Hi @fluca1978. Is your token correct, meaning that ticket.agent was selected?

4

@fliebe92 I think the tocken is correct, since it is the same I used before, and it has been generated as follows:

curl --header "Content-Type: application/json" \
  --request POST \
  --data '{ "name": "perl@perl.me", "permission": ["cti.agent","ticket.agent", "admin.group"], "expires_at": "2024-12-21" }' \
  -u luca.ferrari3@me.it:XXXXXX http://localhost:8080/api/v1/user_access_token

is there a way to get better error message or detail, and/or to check the status of the given tocken (via API)?

5

GET /api/v1/user_access_token is available to get a list of all your token for the current user.

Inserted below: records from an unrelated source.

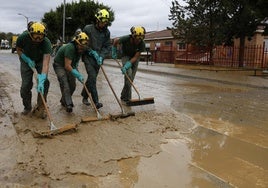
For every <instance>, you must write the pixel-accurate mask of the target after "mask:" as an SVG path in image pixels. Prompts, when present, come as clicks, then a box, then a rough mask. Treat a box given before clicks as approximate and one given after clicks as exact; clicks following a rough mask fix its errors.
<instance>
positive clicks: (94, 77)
mask: <svg viewBox="0 0 268 188" xmlns="http://www.w3.org/2000/svg"><path fill="white" fill-rule="evenodd" d="M95 17H96V21H95V23H94V24H90V25H86V26H85V27H84V29H83V32H85V33H86V34H87V35H88V36H89V38H90V41H89V46H90V48H91V50H89V51H88V53H85V55H83V57H82V60H83V62H84V64H85V68H86V71H87V74H88V77H87V81H86V86H87V88H88V89H89V91H90V92H91V95H92V99H93V101H94V103H95V105H96V107H97V108H101V107H102V106H103V104H102V103H100V102H99V97H98V91H97V86H96V82H97V76H98V73H99V69H100V66H101V65H102V63H103V60H104V58H105V57H106V56H107V55H109V54H110V51H111V42H110V31H109V29H108V28H107V26H108V24H109V12H108V11H107V10H106V9H101V10H99V11H98V12H97V13H96V14H95ZM81 95H82V96H83V101H82V102H83V103H84V104H85V105H90V103H89V102H88V95H87V92H86V91H85V89H83V90H82V93H81Z"/></svg>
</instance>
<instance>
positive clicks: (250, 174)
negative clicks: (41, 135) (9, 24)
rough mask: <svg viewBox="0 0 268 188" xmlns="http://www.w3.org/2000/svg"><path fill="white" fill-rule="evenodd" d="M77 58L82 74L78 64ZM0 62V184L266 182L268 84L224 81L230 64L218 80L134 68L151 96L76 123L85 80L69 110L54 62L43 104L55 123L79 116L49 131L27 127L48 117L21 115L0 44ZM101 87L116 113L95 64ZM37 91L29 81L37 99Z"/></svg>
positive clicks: (231, 184) (15, 59)
mask: <svg viewBox="0 0 268 188" xmlns="http://www.w3.org/2000/svg"><path fill="white" fill-rule="evenodd" d="M107 61H108V60H107ZM79 67H80V71H81V72H82V73H83V74H84V75H85V71H84V70H83V65H82V64H80V66H79ZM0 68H1V70H0V76H1V78H0V81H1V82H0V83H1V84H0V87H1V93H0V94H1V95H0V96H1V103H0V104H1V121H0V130H1V133H0V136H1V137H0V141H1V144H0V149H1V154H0V161H1V162H0V172H1V173H0V174H1V175H0V185H8V186H18V185H20V186H21V187H23V186H30V187H109V188H110V187H115V188H118V187H123V188H125V187H135V188H143V187H155V188H158V187H159V188H162V187H168V188H173V187H174V188H177V187H206V188H207V187H267V186H268V180H267V174H268V137H267V136H268V127H267V125H268V123H267V122H268V116H267V109H268V89H267V88H262V87H257V86H256V87H253V86H252V85H246V84H237V79H236V80H235V81H236V82H234V83H232V82H224V81H221V80H224V77H226V76H229V75H228V73H221V74H217V76H219V77H222V79H221V78H218V80H219V81H217V82H215V81H210V80H209V79H203V77H202V75H201V74H202V73H200V72H196V71H192V75H190V76H188V77H185V76H180V75H177V76H174V75H168V74H159V73H152V72H146V71H139V72H138V73H137V77H136V79H135V85H136V86H138V89H139V91H140V93H141V94H142V96H143V97H151V96H153V97H154V98H155V104H153V105H146V106H137V107H126V106H124V108H125V109H126V110H127V111H134V112H135V113H136V115H135V117H129V118H126V119H119V120H117V121H98V122H90V123H81V122H80V120H81V117H84V116H88V115H89V116H94V115H95V114H94V111H93V110H92V109H90V110H89V109H88V107H85V106H84V105H82V104H81V96H80V91H81V89H82V86H81V85H80V84H79V83H77V90H76V91H75V94H74V96H73V99H74V103H75V108H74V113H72V114H71V115H69V114H67V113H66V112H65V110H64V109H63V108H62V107H61V106H60V104H59V99H60V91H59V87H58V82H57V80H56V77H55V73H54V71H53V69H52V68H51V69H50V75H49V79H50V81H51V87H50V90H49V96H48V105H49V107H50V110H51V113H52V114H53V117H54V121H55V122H54V123H55V124H56V125H63V124H65V123H66V122H72V123H77V124H79V130H78V132H77V133H74V134H66V135H58V136H56V137H55V138H53V139H35V138H33V137H32V135H31V134H30V132H31V130H33V129H36V128H38V129H39V128H40V129H41V128H42V129H47V120H40V119H37V118H34V117H27V116H26V117H24V116H20V112H21V111H22V109H23V107H22V104H21V99H20V96H19V87H20V75H19V61H18V57H17V54H11V53H6V52H3V51H1V52H0ZM104 69H105V70H106V72H107V75H108V76H109V80H110V81H111V84H112V85H113V86H114V89H115V91H116V93H118V95H119V94H120V92H121V88H122V85H123V77H122V74H121V73H120V69H119V68H118V67H116V66H111V65H109V64H108V63H107V65H104ZM204 74H210V73H205V72H204ZM199 76H200V79H198V78H197V77H199ZM242 76H243V75H242ZM242 76H241V77H242ZM214 78H215V77H214ZM243 78H244V77H243ZM238 79H240V77H238ZM249 79H250V77H249ZM263 79H264V80H266V81H268V79H267V78H266V77H263ZM249 82H250V81H249ZM98 88H99V93H100V99H101V102H103V103H104V107H103V108H102V109H101V110H100V112H101V113H102V114H109V113H120V108H119V106H118V104H117V103H116V101H115V99H114V97H113V95H112V93H111V90H110V88H109V86H108V85H107V81H106V80H105V78H104V76H103V74H102V73H101V72H100V75H99V77H98ZM133 92H134V91H133ZM136 97H137V95H135V93H133V98H136ZM35 98H36V92H35V89H33V101H34V102H35Z"/></svg>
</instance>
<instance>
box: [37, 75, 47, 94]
mask: <svg viewBox="0 0 268 188" xmlns="http://www.w3.org/2000/svg"><path fill="white" fill-rule="evenodd" d="M46 79H47V75H46V74H45V73H42V74H38V75H37V80H38V84H37V92H38V93H42V94H43V95H44V91H45V88H44V83H45V81H46Z"/></svg>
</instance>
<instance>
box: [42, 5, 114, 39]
mask: <svg viewBox="0 0 268 188" xmlns="http://www.w3.org/2000/svg"><path fill="white" fill-rule="evenodd" d="M63 8H64V4H61V5H60V6H59V7H56V10H50V11H49V12H47V13H45V14H44V17H43V19H42V21H43V22H44V23H46V25H47V27H48V37H49V39H50V40H51V41H52V42H56V40H57V38H59V36H62V27H63V24H62V20H63ZM102 8H105V9H107V10H108V11H109V13H110V24H111V23H112V22H113V21H114V12H113V10H112V9H111V8H110V7H108V6H106V5H103V4H102V3H98V2H97V3H95V1H92V0H85V1H82V0H80V1H79V2H72V3H66V4H65V15H66V18H71V19H66V20H65V35H66V39H67V40H66V41H68V39H69V40H71V39H72V37H73V35H74V33H75V31H76V29H78V28H81V29H82V28H83V27H84V26H85V25H86V24H89V23H94V21H95V13H96V11H97V9H102Z"/></svg>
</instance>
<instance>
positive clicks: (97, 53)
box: [88, 50, 100, 61]
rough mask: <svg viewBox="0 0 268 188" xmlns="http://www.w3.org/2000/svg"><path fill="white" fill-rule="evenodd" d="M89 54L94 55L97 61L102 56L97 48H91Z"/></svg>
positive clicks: (94, 56)
mask: <svg viewBox="0 0 268 188" xmlns="http://www.w3.org/2000/svg"><path fill="white" fill-rule="evenodd" d="M88 54H89V55H90V56H93V57H94V58H95V59H96V61H98V59H99V58H100V56H99V54H98V52H96V51H95V50H90V51H88Z"/></svg>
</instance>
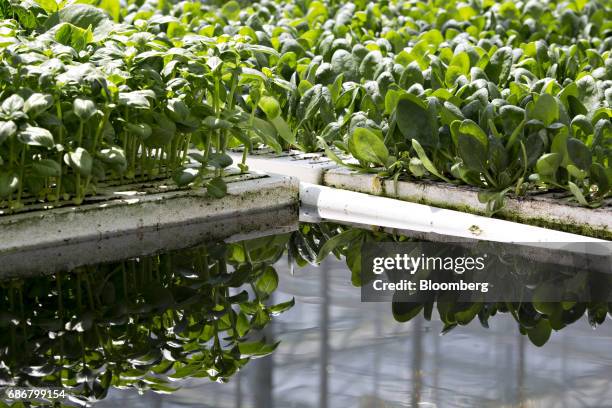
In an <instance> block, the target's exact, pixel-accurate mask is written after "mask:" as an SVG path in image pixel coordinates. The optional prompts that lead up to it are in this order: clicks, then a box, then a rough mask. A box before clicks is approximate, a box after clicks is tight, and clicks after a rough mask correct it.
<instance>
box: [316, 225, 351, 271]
mask: <svg viewBox="0 0 612 408" xmlns="http://www.w3.org/2000/svg"><path fill="white" fill-rule="evenodd" d="M362 234H363V231H361V230H359V229H356V228H351V229H348V230H346V231H343V232H341V233H340V234H338V235H335V236H333V237H332V238H330V239H328V240H327V241H326V242H325V244H323V246H322V247H321V249H320V250H319V253H318V254H317V259H316V262H317V263H321V262H323V260H324V259H325V258H327V255H329V254H330V253H331V252H332V251H334V250H336V249H340V248H342V247H345V246H347V245H348V244H350V243H351V242H353V241H354V240H355V239H357V238H359V237H360V236H361V235H362Z"/></svg>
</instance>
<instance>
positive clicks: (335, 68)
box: [330, 49, 359, 82]
mask: <svg viewBox="0 0 612 408" xmlns="http://www.w3.org/2000/svg"><path fill="white" fill-rule="evenodd" d="M330 63H331V66H332V69H333V70H334V74H335V75H336V76H338V75H340V74H343V75H344V79H345V81H347V82H348V81H356V79H357V73H358V69H359V66H358V64H357V61H356V60H355V58H354V57H353V54H351V53H350V52H348V51H347V50H343V49H339V50H336V51H335V52H334V55H332V59H331V62H330Z"/></svg>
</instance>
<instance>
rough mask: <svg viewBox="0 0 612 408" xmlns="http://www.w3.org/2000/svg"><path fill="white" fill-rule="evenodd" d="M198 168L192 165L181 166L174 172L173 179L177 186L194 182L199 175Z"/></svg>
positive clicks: (183, 184)
mask: <svg viewBox="0 0 612 408" xmlns="http://www.w3.org/2000/svg"><path fill="white" fill-rule="evenodd" d="M198 174H199V172H198V169H194V168H191V167H187V168H179V169H177V170H175V171H174V172H173V173H172V180H174V182H175V183H176V185H177V186H179V187H183V186H186V185H188V184H189V183H191V182H193V181H194V180H195V179H196V178H197V177H198Z"/></svg>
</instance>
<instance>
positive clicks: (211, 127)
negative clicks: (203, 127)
mask: <svg viewBox="0 0 612 408" xmlns="http://www.w3.org/2000/svg"><path fill="white" fill-rule="evenodd" d="M202 125H204V126H205V127H207V128H209V129H212V130H219V129H223V130H227V129H231V128H232V127H233V125H232V122H228V121H227V120H224V119H219V118H216V117H214V116H207V117H206V118H205V119H204V121H203V122H202Z"/></svg>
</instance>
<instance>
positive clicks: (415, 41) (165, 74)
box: [0, 0, 612, 212]
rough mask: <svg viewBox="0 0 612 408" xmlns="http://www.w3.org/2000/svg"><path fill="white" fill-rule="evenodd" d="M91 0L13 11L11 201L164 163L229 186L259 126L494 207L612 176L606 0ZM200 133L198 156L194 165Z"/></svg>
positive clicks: (7, 127) (4, 68)
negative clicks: (189, 160)
mask: <svg viewBox="0 0 612 408" xmlns="http://www.w3.org/2000/svg"><path fill="white" fill-rule="evenodd" d="M91 2H92V1H90V3H91ZM93 3H96V5H97V6H100V7H102V8H103V10H102V9H96V8H93V7H92V6H88V5H83V4H62V5H61V6H58V5H56V4H55V2H54V0H44V1H43V0H40V1H37V2H35V1H31V2H20V3H19V5H17V3H15V4H14V5H13V6H12V7H5V9H4V10H3V13H4V15H5V17H9V18H12V19H9V20H5V21H4V22H3V23H2V27H1V29H0V34H1V35H2V36H3V37H1V38H2V40H0V44H1V47H2V54H1V57H0V64H1V65H0V73H1V75H2V82H1V84H0V92H1V93H0V99H1V100H2V116H3V117H2V120H3V122H1V123H2V125H1V127H0V157H1V158H2V163H1V169H2V170H1V173H0V196H1V197H2V199H4V200H5V201H6V203H7V204H9V205H11V206H13V207H15V206H19V202H20V199H21V197H23V194H24V193H26V192H27V194H29V195H33V196H37V197H39V198H40V199H47V200H54V199H59V198H60V197H61V196H64V195H68V196H70V197H74V198H75V200H76V201H77V202H79V201H80V200H81V199H82V198H83V196H84V195H85V194H87V193H88V192H91V191H93V190H92V188H93V186H94V185H95V183H96V182H97V181H99V180H103V179H104V178H105V177H108V176H109V175H115V176H116V177H125V178H133V177H152V176H155V175H157V174H159V173H160V172H162V173H163V172H170V173H172V174H173V177H174V179H175V180H176V181H177V183H179V184H180V185H185V184H190V183H196V184H199V183H200V181H201V180H202V179H203V178H204V177H205V176H206V175H207V174H208V173H209V172H213V173H212V175H213V176H217V177H215V178H213V180H214V181H213V182H209V189H210V190H211V191H212V192H213V193H214V194H219V195H221V194H223V190H224V186H223V183H222V181H221V178H220V177H219V176H220V175H221V172H220V171H221V170H220V169H222V168H223V167H225V166H227V165H228V164H229V160H228V158H227V157H226V156H225V155H224V152H225V150H226V148H228V147H238V146H241V145H242V146H246V147H247V148H249V147H251V146H252V145H253V144H258V143H262V144H266V145H268V146H270V147H272V148H273V149H275V150H276V151H280V150H282V149H287V148H289V147H292V146H293V147H297V148H300V149H302V150H305V151H313V150H318V149H326V152H327V154H328V155H330V156H331V157H332V158H333V159H335V160H338V161H340V159H338V157H337V156H336V154H335V153H334V152H337V151H338V149H339V150H341V151H344V152H347V153H349V154H351V155H352V156H353V157H354V158H356V159H357V160H358V162H359V163H358V164H348V163H347V164H346V165H347V166H349V167H351V168H355V169H357V170H359V171H368V172H378V173H380V174H382V175H383V176H388V177H394V178H400V177H402V178H423V177H425V178H433V179H436V180H443V181H445V182H450V183H465V184H470V185H474V186H477V187H480V188H482V192H483V193H482V194H481V197H482V200H483V201H486V202H488V203H489V204H490V205H489V209H490V211H491V212H495V211H496V210H498V209H499V208H500V207H501V206H502V205H503V197H504V196H505V195H506V194H507V193H509V192H511V193H513V194H518V195H523V194H526V193H528V192H532V191H538V190H540V189H549V188H554V189H561V190H567V191H568V192H571V193H572V195H573V197H574V199H575V200H577V201H578V202H580V203H581V204H583V205H590V206H598V205H601V203H602V202H603V200H604V199H605V197H606V196H609V194H610V184H611V183H612V170H611V169H610V160H611V156H612V125H611V123H610V116H612V111H611V109H610V104H611V103H612V86H611V85H612V57H611V55H610V49H611V48H612V47H611V46H612V37H611V36H610V34H611V33H612V23H611V22H610V14H612V11H611V10H610V8H609V7H608V8H606V7H605V4H606V3H605V1H596V0H592V1H584V0H582V1H574V2H562V1H528V2H521V1H518V2H493V1H488V0H483V1H471V2H456V1H429V2H420V1H379V2H366V1H360V0H358V1H354V2H338V1H335V0H327V1H306V0H303V1H299V0H298V1H261V2H242V3H239V2H236V1H229V2H202V3H200V2H178V3H174V2H171V1H162V0H160V1H144V2H143V1H128V2H127V4H124V6H123V7H120V3H119V2H118V1H113V0H98V1H97V2H96V1H93ZM190 145H194V146H195V147H197V148H199V149H200V150H201V152H202V153H201V154H192V156H193V157H192V161H194V160H195V162H199V163H201V165H200V167H197V168H191V167H185V166H186V163H187V161H188V157H187V156H188V148H189V146H190ZM332 147H333V148H332ZM242 168H243V169H246V167H245V166H244V163H242ZM5 205H6V204H5Z"/></svg>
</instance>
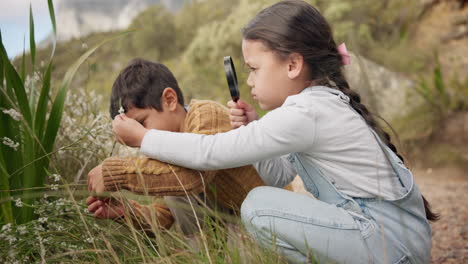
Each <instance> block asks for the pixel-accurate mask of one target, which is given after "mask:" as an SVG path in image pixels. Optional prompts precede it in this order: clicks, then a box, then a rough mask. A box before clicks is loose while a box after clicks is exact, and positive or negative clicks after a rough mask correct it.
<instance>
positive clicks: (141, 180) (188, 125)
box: [102, 100, 231, 196]
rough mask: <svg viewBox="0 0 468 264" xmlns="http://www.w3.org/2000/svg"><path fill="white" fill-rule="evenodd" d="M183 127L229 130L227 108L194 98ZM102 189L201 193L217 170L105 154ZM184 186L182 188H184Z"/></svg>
mask: <svg viewBox="0 0 468 264" xmlns="http://www.w3.org/2000/svg"><path fill="white" fill-rule="evenodd" d="M190 108H191V109H190V111H189V113H187V116H186V120H185V122H184V128H183V130H184V131H185V132H190V133H196V134H205V135H213V134H216V133H220V132H226V131H229V130H231V126H230V121H229V113H228V110H227V108H225V107H223V106H222V105H220V104H218V103H215V102H212V101H202V100H200V101H199V100H193V101H192V103H191V104H190ZM102 173H103V178H104V186H105V189H104V191H117V190H119V189H127V190H130V191H132V192H135V193H140V194H146V193H147V194H150V195H153V196H166V195H172V196H179V195H185V191H187V192H189V193H200V192H202V191H203V190H204V188H205V184H207V183H208V182H210V181H211V180H212V179H213V177H214V175H215V174H216V171H203V172H201V171H196V170H192V169H187V168H184V167H180V166H176V165H171V164H168V163H165V162H161V161H158V160H152V159H149V158H134V157H129V158H108V159H106V160H105V161H104V162H103V167H102ZM184 190H185V191H184Z"/></svg>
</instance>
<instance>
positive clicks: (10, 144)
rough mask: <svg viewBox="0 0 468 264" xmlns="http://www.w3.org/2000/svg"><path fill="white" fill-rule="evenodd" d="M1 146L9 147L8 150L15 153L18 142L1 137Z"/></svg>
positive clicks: (10, 139) (9, 139) (17, 144)
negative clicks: (1, 141) (6, 145)
mask: <svg viewBox="0 0 468 264" xmlns="http://www.w3.org/2000/svg"><path fill="white" fill-rule="evenodd" d="M3 144H5V145H7V146H9V147H10V148H12V149H14V150H15V151H16V149H17V148H18V146H19V142H14V141H13V140H11V139H10V138H8V137H3Z"/></svg>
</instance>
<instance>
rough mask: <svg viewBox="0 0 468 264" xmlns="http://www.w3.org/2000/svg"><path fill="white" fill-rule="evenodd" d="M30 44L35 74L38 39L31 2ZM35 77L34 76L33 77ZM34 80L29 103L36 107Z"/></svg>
mask: <svg viewBox="0 0 468 264" xmlns="http://www.w3.org/2000/svg"><path fill="white" fill-rule="evenodd" d="M29 45H30V49H31V50H30V53H31V74H32V77H33V76H34V71H35V69H34V68H35V64H36V40H35V39H34V18H33V14H32V5H31V3H30V4H29ZM33 78H34V77H33ZM34 86H35V83H34V81H33V82H31V87H30V89H29V105H30V107H31V108H33V107H34V101H35V98H34Z"/></svg>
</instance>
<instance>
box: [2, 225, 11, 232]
mask: <svg viewBox="0 0 468 264" xmlns="http://www.w3.org/2000/svg"><path fill="white" fill-rule="evenodd" d="M10 231H11V223H9V224H6V225H4V226H2V232H10Z"/></svg>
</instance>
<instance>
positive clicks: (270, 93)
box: [242, 39, 298, 110]
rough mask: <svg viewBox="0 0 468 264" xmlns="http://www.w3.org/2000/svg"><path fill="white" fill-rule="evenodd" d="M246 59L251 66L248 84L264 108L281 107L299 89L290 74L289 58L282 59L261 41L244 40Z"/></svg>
mask: <svg viewBox="0 0 468 264" xmlns="http://www.w3.org/2000/svg"><path fill="white" fill-rule="evenodd" d="M242 53H243V55H244V61H245V63H246V65H247V66H248V67H249V68H250V73H249V77H248V79H247V85H249V86H250V87H252V91H251V94H252V97H253V99H254V100H256V101H257V102H258V104H259V106H260V108H261V109H263V110H273V109H275V108H277V107H280V106H281V105H282V104H283V102H284V100H286V98H287V97H288V96H289V95H293V94H297V93H298V91H297V89H295V88H294V87H295V86H294V85H292V80H291V78H290V77H289V76H288V72H289V71H290V65H289V61H288V59H281V58H280V57H279V56H278V55H277V54H275V53H274V52H272V51H270V50H269V49H268V48H267V47H266V46H265V45H264V44H263V43H262V42H261V41H256V40H246V39H244V40H243V41H242Z"/></svg>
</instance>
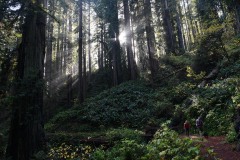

Does ticket.agent role has correct permissions for the used group?

6

Uhm, while I’m able to inspect the user with the very same token via api/v1/users/<id>, I’m not able to see the access token:

% curl --header "Content-Type: application/json" \
     --header "Authorization: Token token=abcdef" \
  --request GET \
 http://localhost:8080/api/v1/user_access_token 
{"error":"Not authorized (token)!","error_human":"Not authorized (token)!"}

Am I invoking this badly or does it reveals the problem?

7

Your token is missing the permission to manage your tokens. This is why … I guess you should stop with whatever you’re doing and need to study the documentation a bit :slight_smile: and my last question is not answered as well, so you’re mixing up a lot of topics here.

8

@fliebe92 I will study the documentation more, but I guess your question was answered in my original post: the user 7 has full permissions on group 3:

`"group_ids":{"3":["full"]}`

or am I misreading the output?
Now, the user 3 token has been created with the following:

curl --header "Content-Type: application/json" \
  --request POST \
  --data '{ "name": "perl@perl.it", "permission": ["cti.agent","ticket.agent", "admin.group"], "expires_at": "2024-12-21" }' \
  -u luca.ferrarime.you:XYZ http://localhost:8080/api/v1/user_access_token

I have not set the permission to manage the tokens, because it was not supposed to be required, I can generate a new one with additional permissions, but having a better overview of what I’m missing (from the error message) could help understanding why the same agent was working days ago and now it is no more working.

9

Hi @fluca1978. Based on your output, the user you’re using has "role_ids":[4]. Do you have access to the Rails Console and could look up the output of Role.find(4)?

10

BTW: Did you try to use the Zammad GUI to create a ticket? If not, could you please do so?